If you manage a website using a CRM system which sends out automated marketing emails, then you will need to ensure that these are all going out to users who have actively opted in to receiving that content. Otherwise hefty fines amy well be on their way. We’ll get onto the fines later. 

Data re-sellers

Organisations whose sole purpose is buying and selling data are going to be in a wee bit of trouble. The guidelines in Article 5 of the framework clearly state that data must be "collected for specified, explicit and legitimate purposes and not further processed in a manner that is incompatible with those purposes”. The data that’s collected for a specific campaign or event cannot be then re-used or shared for other purposes. Seems as those these chaps may well be out of a job. 

Slapped wrists

The consequences for not abiding by the new legislation are far from insignificant. For small offences companies will be fined 2% their global turnover. For more serious offences it will go up to 4%.  

Access to your data

Another big part of the legislation is subjects being able to access their own personal data. This is something that’s not been freely available, but soon we’ll all have the right to contact organisations and request the data they have on us. This goes as far as our medical records. We’ll be able to find out why that data was gathered, how long it’s been stored and who has had access to it. 

Thoughts of Fury

This isn’t a negative thing. Over the past two decades, marketers have become reliant on data and tracking to pester and pursue consumers, with - let’s face it - shitter and shitter advertising and subsequently lower convesions. So this might be the end of buying massive databases of emails and sending half-arsed and interruptive “buy my product” messages. With that in mind, great campaign creative will hopwfully return to the fore. I.e. what consumers are more likely to give a fuck about (assuming there's a reason to care about the offer itself). This is going to be the only way to get consumers to subscribe to your newsletter, or give you consent to use their data. If they don’t, they just won’t pay you any attention. So let's get out of the data trenches and into a new creative landscape - where design, copywriting and GAINING FUCKING PERMISSION are once again the most important aspects of campaign marketing.
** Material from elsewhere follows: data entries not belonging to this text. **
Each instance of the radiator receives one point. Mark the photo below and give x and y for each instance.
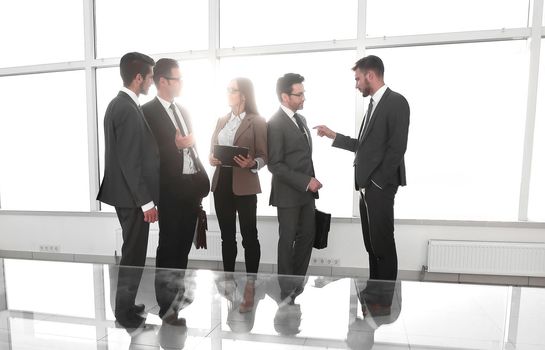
(494, 258)
(213, 242)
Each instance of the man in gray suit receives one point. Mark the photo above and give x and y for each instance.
(294, 186)
(379, 163)
(131, 179)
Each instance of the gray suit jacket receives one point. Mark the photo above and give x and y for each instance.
(131, 172)
(380, 155)
(290, 161)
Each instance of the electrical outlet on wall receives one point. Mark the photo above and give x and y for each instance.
(328, 261)
(49, 248)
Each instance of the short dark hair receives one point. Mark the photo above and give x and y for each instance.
(163, 68)
(370, 62)
(246, 89)
(285, 84)
(132, 64)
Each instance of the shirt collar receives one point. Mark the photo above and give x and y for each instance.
(131, 94)
(288, 111)
(165, 103)
(378, 94)
(241, 116)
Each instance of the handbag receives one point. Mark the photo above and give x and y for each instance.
(199, 240)
(323, 224)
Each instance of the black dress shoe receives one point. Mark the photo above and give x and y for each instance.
(131, 322)
(138, 308)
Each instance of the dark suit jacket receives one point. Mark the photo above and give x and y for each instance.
(172, 162)
(131, 172)
(290, 161)
(251, 133)
(380, 157)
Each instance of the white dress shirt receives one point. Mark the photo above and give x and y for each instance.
(189, 166)
(291, 114)
(226, 136)
(134, 97)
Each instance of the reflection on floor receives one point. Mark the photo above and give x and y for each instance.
(61, 305)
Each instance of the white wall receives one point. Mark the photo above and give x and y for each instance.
(95, 234)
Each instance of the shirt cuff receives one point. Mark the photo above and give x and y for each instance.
(260, 164)
(148, 206)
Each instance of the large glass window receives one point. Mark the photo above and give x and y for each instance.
(467, 126)
(329, 85)
(536, 208)
(399, 17)
(249, 22)
(34, 32)
(43, 142)
(150, 26)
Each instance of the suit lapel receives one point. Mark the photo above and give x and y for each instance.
(376, 113)
(294, 128)
(165, 118)
(244, 125)
(138, 108)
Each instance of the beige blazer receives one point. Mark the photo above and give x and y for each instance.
(252, 133)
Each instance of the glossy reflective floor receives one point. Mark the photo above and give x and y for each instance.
(54, 305)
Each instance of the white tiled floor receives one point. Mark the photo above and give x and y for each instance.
(59, 305)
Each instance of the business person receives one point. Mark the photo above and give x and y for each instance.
(294, 185)
(131, 179)
(379, 163)
(235, 188)
(183, 180)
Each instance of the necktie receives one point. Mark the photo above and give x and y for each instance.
(178, 122)
(182, 132)
(299, 123)
(366, 120)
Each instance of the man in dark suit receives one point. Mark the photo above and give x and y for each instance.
(294, 186)
(379, 163)
(131, 179)
(183, 180)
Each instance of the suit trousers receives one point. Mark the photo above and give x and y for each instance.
(377, 223)
(296, 231)
(133, 254)
(177, 222)
(227, 206)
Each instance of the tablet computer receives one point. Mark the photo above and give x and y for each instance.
(225, 154)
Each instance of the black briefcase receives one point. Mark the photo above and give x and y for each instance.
(323, 223)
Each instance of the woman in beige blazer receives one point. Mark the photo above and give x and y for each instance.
(235, 188)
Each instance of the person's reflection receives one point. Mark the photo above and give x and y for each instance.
(124, 284)
(380, 304)
(284, 290)
(174, 290)
(243, 294)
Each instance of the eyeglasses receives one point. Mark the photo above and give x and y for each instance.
(301, 94)
(178, 79)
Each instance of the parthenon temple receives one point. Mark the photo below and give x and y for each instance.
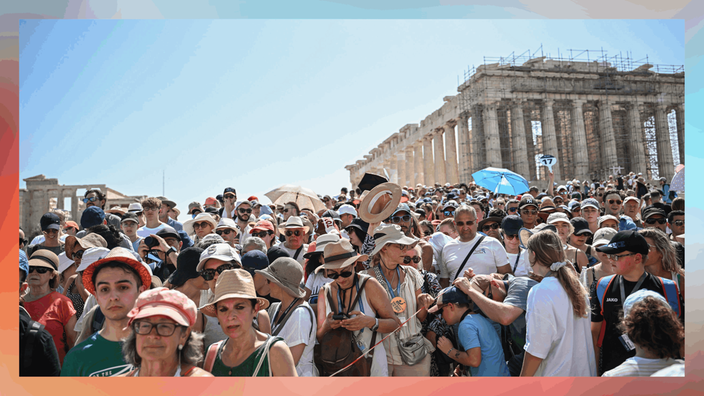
(597, 117)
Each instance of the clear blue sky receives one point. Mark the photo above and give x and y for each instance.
(255, 104)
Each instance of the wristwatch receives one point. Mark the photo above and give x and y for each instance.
(376, 325)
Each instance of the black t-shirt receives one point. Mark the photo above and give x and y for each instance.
(613, 353)
(45, 359)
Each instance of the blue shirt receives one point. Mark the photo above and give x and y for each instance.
(476, 331)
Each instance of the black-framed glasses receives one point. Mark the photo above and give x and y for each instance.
(209, 274)
(162, 329)
(335, 275)
(487, 227)
(40, 270)
(408, 259)
(398, 219)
Opting in will be harder. If someone wants to receive emails or any other marketing material, they’re gonna have to really want it. This means quality is going to shine through. For us this is exciting. When someone lands on your website you're going to have to make a really good impression, otherwise they just won’t come back.

Brand advocacy is going to be at the forefront of marketers' minds. Giving great content away and expecting nothing in return - this is how we will advertise to consumers. Not buying massive databases, then asking them if they want to buy one of shnny sparkly things.

There will be an education piece for the European public to get up-to-date and understand what rights they have. But once it’s common knowledge, data will be stripped from companies. Massive organisations will receive fines for misdemeanours - causing them to lean less heavily on the use of their databases. The database will become a place of brand advocates who like, use and interact with your brand - not just another name for the sales team to target.

So bring on GDPR! Let's quit shouting at customers and start having conversations instead.